In Part II, “Analyzing Technical Debt”—Chapters 4, “Recognizing Technical Debt,” 5, “Technical Debt and the Source Code,” 6, “Technical Debt and Architecture,” and 7, “Technical Debt and Production”—we cover how to associate with a technical debt item some useful information that will help you reason about it, assess it, and make decisions. You will learn how to trace an item to its causes and its consequences. The causes of a technical debt item are the processes, decisions, action, lack of action, or events that trigger the existence of a technical debt item. The consequences of technical debt items are many: They affect the value of the system and the cost (past, present, and future), directly or through schedule delays or future loss of quality. These causes and consequences are not likely to be in the code; they surface in the processes and the environment of the project—for example, in the sales or the cost of support. Then we cover how to recognize technical debt and how technical debt manifests itself in source code, in the overall architecture of the system, and in the production infrastructure and delivery process. As you study technical debt more deeply, you’ll notice that it takes different forms, and your map of the technical debt territory will expand to include this variety in the technical debt landscape.

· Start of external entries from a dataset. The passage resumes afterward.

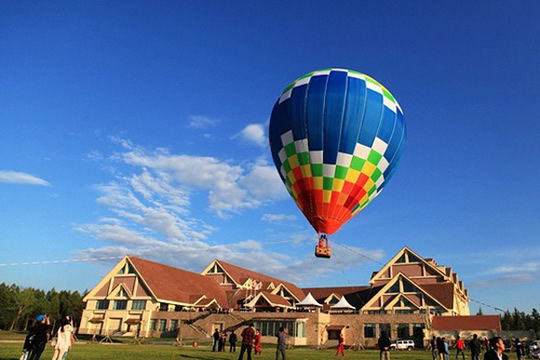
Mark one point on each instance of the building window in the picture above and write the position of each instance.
(102, 305)
(163, 325)
(385, 328)
(394, 288)
(418, 331)
(271, 327)
(369, 330)
(408, 287)
(403, 331)
(404, 311)
(402, 259)
(138, 305)
(131, 270)
(413, 258)
(376, 312)
(120, 304)
(300, 329)
(333, 334)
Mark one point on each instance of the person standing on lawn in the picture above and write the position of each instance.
(248, 335)
(384, 347)
(42, 334)
(497, 350)
(281, 343)
(258, 340)
(216, 340)
(341, 345)
(475, 347)
(63, 340)
(460, 347)
(232, 340)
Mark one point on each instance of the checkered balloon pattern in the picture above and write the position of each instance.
(336, 138)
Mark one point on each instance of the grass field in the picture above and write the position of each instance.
(10, 351)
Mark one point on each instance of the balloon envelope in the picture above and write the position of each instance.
(336, 137)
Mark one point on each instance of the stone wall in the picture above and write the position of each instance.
(199, 325)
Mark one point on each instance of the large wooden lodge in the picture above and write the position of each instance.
(142, 298)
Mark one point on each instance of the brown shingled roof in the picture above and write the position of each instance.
(474, 322)
(320, 294)
(240, 275)
(172, 284)
(442, 292)
(275, 299)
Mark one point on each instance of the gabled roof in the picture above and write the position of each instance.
(320, 294)
(272, 299)
(442, 292)
(342, 304)
(309, 300)
(474, 322)
(397, 256)
(239, 275)
(389, 284)
(168, 283)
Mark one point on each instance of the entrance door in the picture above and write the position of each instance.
(218, 326)
(418, 335)
(115, 325)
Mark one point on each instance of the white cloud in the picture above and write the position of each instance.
(277, 217)
(230, 187)
(147, 212)
(503, 281)
(15, 177)
(201, 122)
(525, 267)
(253, 133)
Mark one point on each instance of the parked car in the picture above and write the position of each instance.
(534, 345)
(402, 345)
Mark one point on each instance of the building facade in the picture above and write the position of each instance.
(142, 298)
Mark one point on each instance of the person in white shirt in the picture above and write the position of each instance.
(63, 340)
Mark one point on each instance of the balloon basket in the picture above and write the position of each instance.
(322, 249)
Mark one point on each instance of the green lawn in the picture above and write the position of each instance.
(10, 351)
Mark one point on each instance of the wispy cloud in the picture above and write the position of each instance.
(230, 187)
(503, 280)
(148, 212)
(253, 133)
(201, 122)
(275, 218)
(528, 267)
(15, 177)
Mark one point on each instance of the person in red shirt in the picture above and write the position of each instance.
(460, 347)
(248, 335)
(258, 340)
(341, 345)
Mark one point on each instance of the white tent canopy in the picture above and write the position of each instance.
(342, 304)
(309, 300)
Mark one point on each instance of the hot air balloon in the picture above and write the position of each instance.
(336, 138)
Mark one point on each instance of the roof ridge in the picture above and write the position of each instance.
(164, 265)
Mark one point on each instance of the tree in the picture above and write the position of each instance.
(479, 312)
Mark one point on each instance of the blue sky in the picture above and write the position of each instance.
(141, 128)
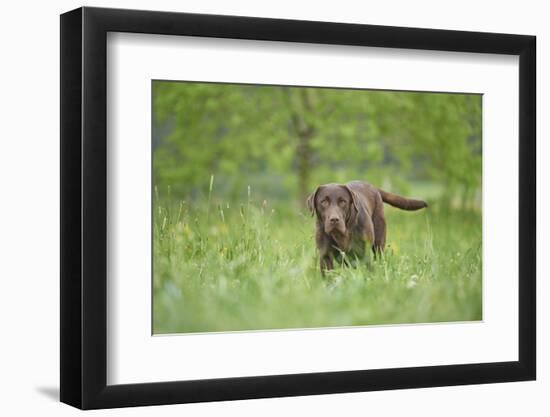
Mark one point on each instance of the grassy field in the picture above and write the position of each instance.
(252, 266)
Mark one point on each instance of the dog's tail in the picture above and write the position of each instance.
(402, 202)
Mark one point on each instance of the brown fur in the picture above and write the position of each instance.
(351, 215)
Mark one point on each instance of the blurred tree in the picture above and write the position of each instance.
(303, 136)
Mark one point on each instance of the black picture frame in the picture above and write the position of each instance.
(84, 207)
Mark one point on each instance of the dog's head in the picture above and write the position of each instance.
(336, 207)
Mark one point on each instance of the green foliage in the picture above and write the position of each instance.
(233, 251)
(223, 267)
(284, 140)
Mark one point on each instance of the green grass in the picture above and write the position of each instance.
(252, 266)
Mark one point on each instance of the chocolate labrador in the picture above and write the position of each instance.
(350, 215)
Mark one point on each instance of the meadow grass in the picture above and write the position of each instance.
(251, 266)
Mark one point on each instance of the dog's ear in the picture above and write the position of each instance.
(311, 202)
(354, 207)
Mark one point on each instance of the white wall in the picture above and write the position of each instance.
(29, 108)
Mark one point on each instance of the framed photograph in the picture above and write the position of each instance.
(257, 208)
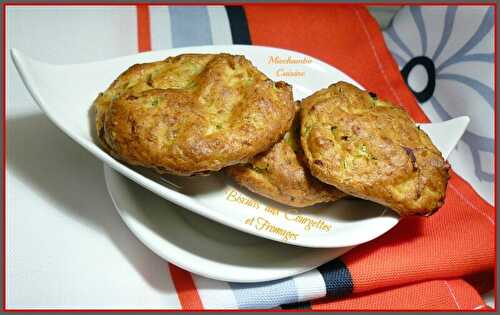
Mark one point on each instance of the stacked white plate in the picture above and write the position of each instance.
(209, 225)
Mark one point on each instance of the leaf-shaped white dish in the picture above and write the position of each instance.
(65, 93)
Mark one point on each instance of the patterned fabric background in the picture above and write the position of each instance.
(446, 57)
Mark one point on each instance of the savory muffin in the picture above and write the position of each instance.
(372, 149)
(192, 113)
(281, 174)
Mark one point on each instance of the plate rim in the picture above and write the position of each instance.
(163, 191)
(172, 253)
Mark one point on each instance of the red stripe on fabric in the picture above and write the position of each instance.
(186, 289)
(348, 38)
(143, 28)
(450, 295)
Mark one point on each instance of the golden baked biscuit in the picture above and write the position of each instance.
(192, 113)
(372, 149)
(281, 174)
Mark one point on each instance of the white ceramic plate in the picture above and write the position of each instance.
(65, 93)
(203, 246)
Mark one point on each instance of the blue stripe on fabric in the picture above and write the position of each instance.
(449, 20)
(190, 26)
(416, 12)
(483, 29)
(338, 280)
(482, 89)
(265, 295)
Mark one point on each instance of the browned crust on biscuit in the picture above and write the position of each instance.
(192, 113)
(281, 174)
(372, 149)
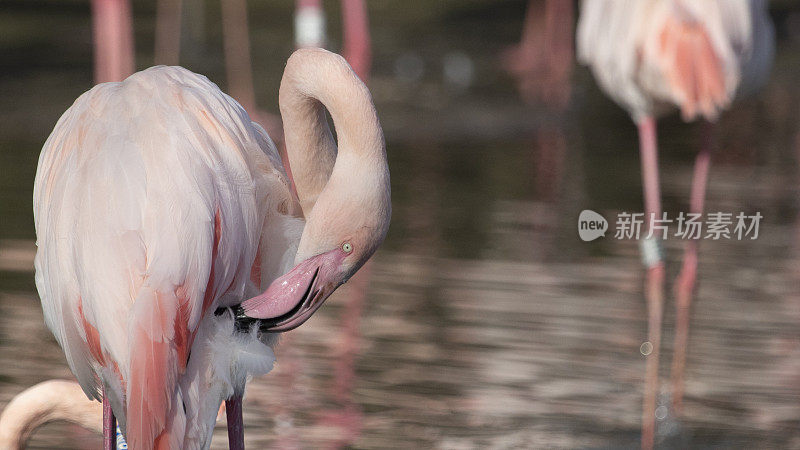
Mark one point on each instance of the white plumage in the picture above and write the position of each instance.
(157, 200)
(128, 189)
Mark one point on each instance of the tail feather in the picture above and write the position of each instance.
(693, 69)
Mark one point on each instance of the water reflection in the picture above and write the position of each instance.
(487, 322)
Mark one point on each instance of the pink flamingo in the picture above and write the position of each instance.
(653, 57)
(161, 209)
(45, 402)
(113, 40)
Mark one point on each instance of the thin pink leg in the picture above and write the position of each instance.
(233, 412)
(113, 40)
(357, 49)
(109, 426)
(684, 285)
(168, 32)
(654, 290)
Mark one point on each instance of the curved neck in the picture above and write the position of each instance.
(45, 402)
(316, 80)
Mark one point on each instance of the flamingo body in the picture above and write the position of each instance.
(153, 199)
(653, 56)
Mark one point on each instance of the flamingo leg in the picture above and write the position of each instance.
(233, 411)
(109, 425)
(113, 40)
(685, 283)
(654, 290)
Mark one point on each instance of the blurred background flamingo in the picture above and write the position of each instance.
(652, 58)
(490, 323)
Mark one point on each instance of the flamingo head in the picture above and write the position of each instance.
(342, 231)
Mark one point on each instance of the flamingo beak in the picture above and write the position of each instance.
(293, 298)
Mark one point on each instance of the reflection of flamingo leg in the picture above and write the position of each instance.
(109, 426)
(684, 285)
(648, 148)
(113, 40)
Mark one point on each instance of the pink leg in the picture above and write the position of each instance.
(684, 285)
(356, 37)
(168, 32)
(655, 277)
(113, 40)
(109, 426)
(233, 411)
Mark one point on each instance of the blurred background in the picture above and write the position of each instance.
(483, 321)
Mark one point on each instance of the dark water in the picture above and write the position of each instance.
(486, 322)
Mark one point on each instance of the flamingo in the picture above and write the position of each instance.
(161, 212)
(653, 57)
(44, 402)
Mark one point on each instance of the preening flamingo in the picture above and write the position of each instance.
(161, 210)
(655, 56)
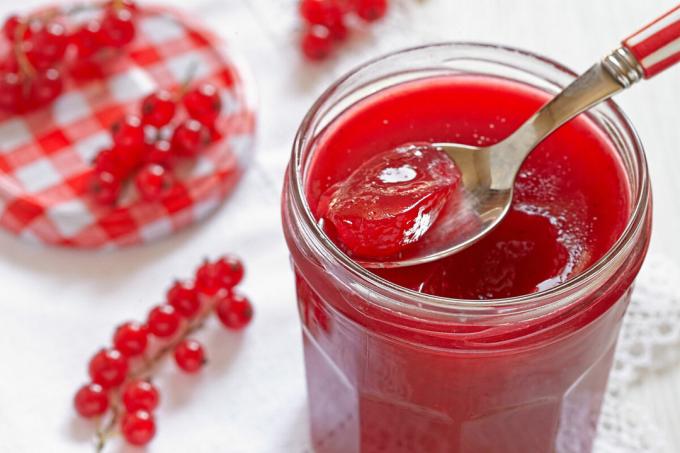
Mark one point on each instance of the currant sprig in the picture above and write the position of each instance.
(45, 47)
(148, 144)
(327, 22)
(121, 394)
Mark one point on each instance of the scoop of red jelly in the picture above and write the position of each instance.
(389, 202)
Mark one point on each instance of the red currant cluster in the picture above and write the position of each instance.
(149, 144)
(121, 374)
(327, 22)
(43, 47)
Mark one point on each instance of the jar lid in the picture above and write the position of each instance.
(46, 156)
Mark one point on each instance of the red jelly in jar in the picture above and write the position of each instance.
(503, 347)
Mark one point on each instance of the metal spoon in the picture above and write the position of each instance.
(489, 172)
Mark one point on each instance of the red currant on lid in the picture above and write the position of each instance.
(234, 311)
(131, 338)
(46, 87)
(184, 297)
(159, 152)
(91, 400)
(158, 108)
(108, 368)
(189, 138)
(204, 103)
(208, 279)
(190, 356)
(317, 43)
(140, 394)
(153, 182)
(50, 42)
(118, 28)
(163, 321)
(371, 10)
(105, 187)
(138, 427)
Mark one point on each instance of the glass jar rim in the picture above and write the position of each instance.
(616, 253)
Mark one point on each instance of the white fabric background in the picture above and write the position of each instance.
(59, 306)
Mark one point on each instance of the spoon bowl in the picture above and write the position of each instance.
(488, 173)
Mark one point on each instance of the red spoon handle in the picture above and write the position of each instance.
(657, 45)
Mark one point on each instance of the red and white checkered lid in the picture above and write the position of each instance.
(45, 156)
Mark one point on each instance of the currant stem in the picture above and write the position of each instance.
(24, 64)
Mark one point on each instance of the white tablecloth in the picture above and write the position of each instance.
(60, 306)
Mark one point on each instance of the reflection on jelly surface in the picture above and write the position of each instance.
(571, 198)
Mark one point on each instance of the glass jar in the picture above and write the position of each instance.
(394, 370)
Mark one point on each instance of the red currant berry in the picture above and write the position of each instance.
(190, 356)
(140, 395)
(158, 109)
(230, 270)
(185, 299)
(138, 427)
(128, 138)
(50, 42)
(159, 153)
(91, 401)
(317, 43)
(204, 103)
(234, 311)
(371, 10)
(46, 87)
(153, 182)
(163, 321)
(11, 92)
(108, 368)
(88, 39)
(321, 12)
(118, 27)
(11, 26)
(131, 339)
(208, 280)
(127, 4)
(105, 187)
(189, 138)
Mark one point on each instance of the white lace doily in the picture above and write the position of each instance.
(649, 341)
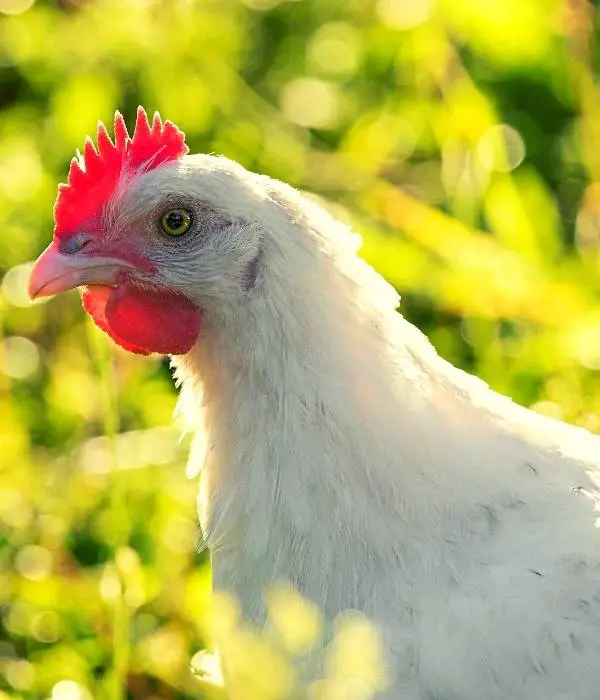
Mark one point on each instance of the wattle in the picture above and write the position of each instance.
(142, 320)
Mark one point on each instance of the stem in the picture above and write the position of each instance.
(104, 357)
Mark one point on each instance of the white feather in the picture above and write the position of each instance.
(342, 454)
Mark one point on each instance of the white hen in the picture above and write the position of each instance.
(345, 457)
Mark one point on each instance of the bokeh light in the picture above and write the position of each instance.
(458, 137)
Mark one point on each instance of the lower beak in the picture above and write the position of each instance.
(55, 272)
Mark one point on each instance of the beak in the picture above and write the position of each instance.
(55, 272)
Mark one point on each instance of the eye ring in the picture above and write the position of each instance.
(176, 222)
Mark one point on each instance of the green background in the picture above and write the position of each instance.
(460, 137)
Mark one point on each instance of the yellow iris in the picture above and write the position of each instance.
(176, 222)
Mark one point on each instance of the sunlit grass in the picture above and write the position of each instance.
(460, 137)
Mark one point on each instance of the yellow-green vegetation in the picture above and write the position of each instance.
(461, 138)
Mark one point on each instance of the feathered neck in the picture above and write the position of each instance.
(325, 423)
(308, 396)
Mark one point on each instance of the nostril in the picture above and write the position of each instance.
(75, 243)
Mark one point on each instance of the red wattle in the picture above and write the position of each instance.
(144, 320)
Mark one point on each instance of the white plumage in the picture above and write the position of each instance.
(344, 456)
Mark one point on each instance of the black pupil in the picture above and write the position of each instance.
(175, 220)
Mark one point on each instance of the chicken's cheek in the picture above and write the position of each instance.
(144, 321)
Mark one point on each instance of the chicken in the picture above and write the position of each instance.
(344, 455)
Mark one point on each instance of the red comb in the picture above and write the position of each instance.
(94, 176)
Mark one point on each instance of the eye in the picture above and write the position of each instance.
(176, 222)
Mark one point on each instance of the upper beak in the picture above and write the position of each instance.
(55, 272)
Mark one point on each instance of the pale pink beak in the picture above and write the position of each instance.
(55, 271)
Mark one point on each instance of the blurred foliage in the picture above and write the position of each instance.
(461, 138)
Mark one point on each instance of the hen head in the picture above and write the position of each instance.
(156, 237)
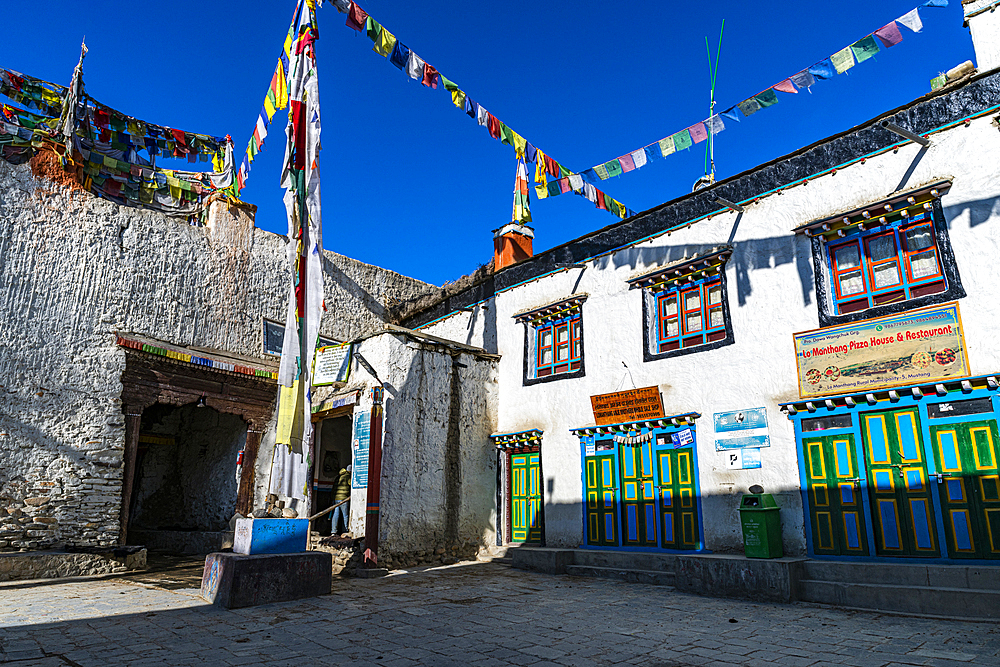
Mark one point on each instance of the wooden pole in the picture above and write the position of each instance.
(374, 479)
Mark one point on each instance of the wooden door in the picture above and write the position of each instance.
(968, 487)
(638, 500)
(602, 500)
(678, 510)
(833, 484)
(898, 488)
(525, 498)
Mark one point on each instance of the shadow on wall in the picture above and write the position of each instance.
(662, 525)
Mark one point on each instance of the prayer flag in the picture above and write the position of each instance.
(356, 17)
(785, 86)
(666, 145)
(911, 20)
(639, 158)
(682, 140)
(889, 34)
(863, 49)
(385, 44)
(767, 99)
(822, 70)
(698, 133)
(430, 76)
(400, 55)
(843, 60)
(749, 107)
(803, 79)
(521, 212)
(415, 67)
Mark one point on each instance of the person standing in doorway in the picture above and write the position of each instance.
(342, 492)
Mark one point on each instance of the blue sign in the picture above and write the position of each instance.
(740, 420)
(362, 436)
(742, 442)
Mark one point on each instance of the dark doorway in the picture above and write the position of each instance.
(333, 453)
(186, 481)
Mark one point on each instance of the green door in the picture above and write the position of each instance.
(602, 501)
(969, 487)
(898, 489)
(832, 481)
(638, 497)
(678, 514)
(525, 498)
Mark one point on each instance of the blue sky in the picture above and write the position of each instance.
(412, 184)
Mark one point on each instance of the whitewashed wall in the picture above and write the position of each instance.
(771, 295)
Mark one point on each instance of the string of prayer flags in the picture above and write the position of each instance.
(838, 63)
(388, 45)
(275, 99)
(521, 212)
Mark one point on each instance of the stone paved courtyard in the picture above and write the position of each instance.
(467, 614)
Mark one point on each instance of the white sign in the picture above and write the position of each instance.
(742, 459)
(332, 364)
(742, 429)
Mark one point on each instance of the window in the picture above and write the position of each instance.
(553, 346)
(559, 346)
(884, 258)
(887, 265)
(685, 305)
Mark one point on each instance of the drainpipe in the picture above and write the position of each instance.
(374, 480)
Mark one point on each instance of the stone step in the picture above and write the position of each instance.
(626, 560)
(904, 574)
(931, 600)
(651, 577)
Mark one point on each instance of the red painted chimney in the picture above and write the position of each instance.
(511, 244)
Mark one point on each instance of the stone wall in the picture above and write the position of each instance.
(73, 270)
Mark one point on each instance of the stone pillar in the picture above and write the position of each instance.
(133, 419)
(374, 480)
(248, 471)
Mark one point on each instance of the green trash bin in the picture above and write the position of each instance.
(761, 521)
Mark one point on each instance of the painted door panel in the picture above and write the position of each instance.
(638, 497)
(835, 508)
(968, 486)
(602, 500)
(525, 498)
(899, 492)
(677, 495)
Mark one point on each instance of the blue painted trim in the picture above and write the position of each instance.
(906, 400)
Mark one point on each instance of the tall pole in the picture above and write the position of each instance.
(374, 479)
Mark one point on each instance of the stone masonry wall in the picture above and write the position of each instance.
(73, 270)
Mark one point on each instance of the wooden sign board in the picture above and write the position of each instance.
(627, 406)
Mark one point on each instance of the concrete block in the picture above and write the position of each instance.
(774, 579)
(233, 581)
(538, 559)
(271, 536)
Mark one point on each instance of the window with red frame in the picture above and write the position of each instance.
(559, 346)
(886, 265)
(689, 315)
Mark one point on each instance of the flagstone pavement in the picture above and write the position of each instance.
(481, 614)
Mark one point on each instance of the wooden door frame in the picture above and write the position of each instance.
(149, 379)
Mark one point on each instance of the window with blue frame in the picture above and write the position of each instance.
(884, 258)
(685, 305)
(553, 347)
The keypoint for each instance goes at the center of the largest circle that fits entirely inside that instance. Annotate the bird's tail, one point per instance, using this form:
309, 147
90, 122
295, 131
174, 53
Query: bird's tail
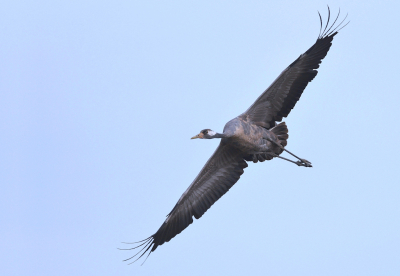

In Part III, “Deciding What Technical Debt to Fix”—Chapters 8, “Costing the Technical Debt,” and 9, “Servicing the Technical Debt”—we cover how to estimate the cost of technical debt items and decide what to fix. Decision making about the evolution of the system in most cases is driven by economic considerations, such as return on investment (for example, how much should you invest in the effort of software development in a given direction, and for what benefits?). For the technical debt items, we will consider principal and interest and associate elements of cost to reveal information about the resources to spend on remediation and the resulting cost savings of reducing recurring interest. We then revisit the technical debt items in the registry collectively and use information about the technical debt timeline to help determine which technical debt items should be paid off or serviced in some other way to ease the burden of technical debt: eliminate it, reduce it, mitigate it, or avoid it. We show how to make these decisions about technical debt reduction in the context of a business case that considers risk liability and opportunity cost.

In Part IV, “Managing Technical Debt Tactically and Strategically”—Chapters 10, “What Causes Technical Debt?,” 11, “Technical Debt Credit Check,” 12, “Avoiding Unintentional Debt,” and 13, “Living with Your Technical Debt”—we provide guidance on how to manage technical debt. A key aspect of a successful technical debt management strategy is to recognize the causes in order to prevent future occurrences of technical debt items. Causes can be many, and they can be related to the business, the development process, how the team is organized, or the context of the project, to list a few. We present the Technical Debt Credit Check, which will help identify root causes of technical debt that show the need for software engineering practices that any team should incorporate into its software development activities to minimize the introduction of unintentional technical debt. The principles and practices you will have learned along the way make up a technical debt toolbox to assist you in managing technical debt.

At the end of each chapter, we recommend activities that you can do today and further reading related to the concepts, techniques, and ideas we discuss.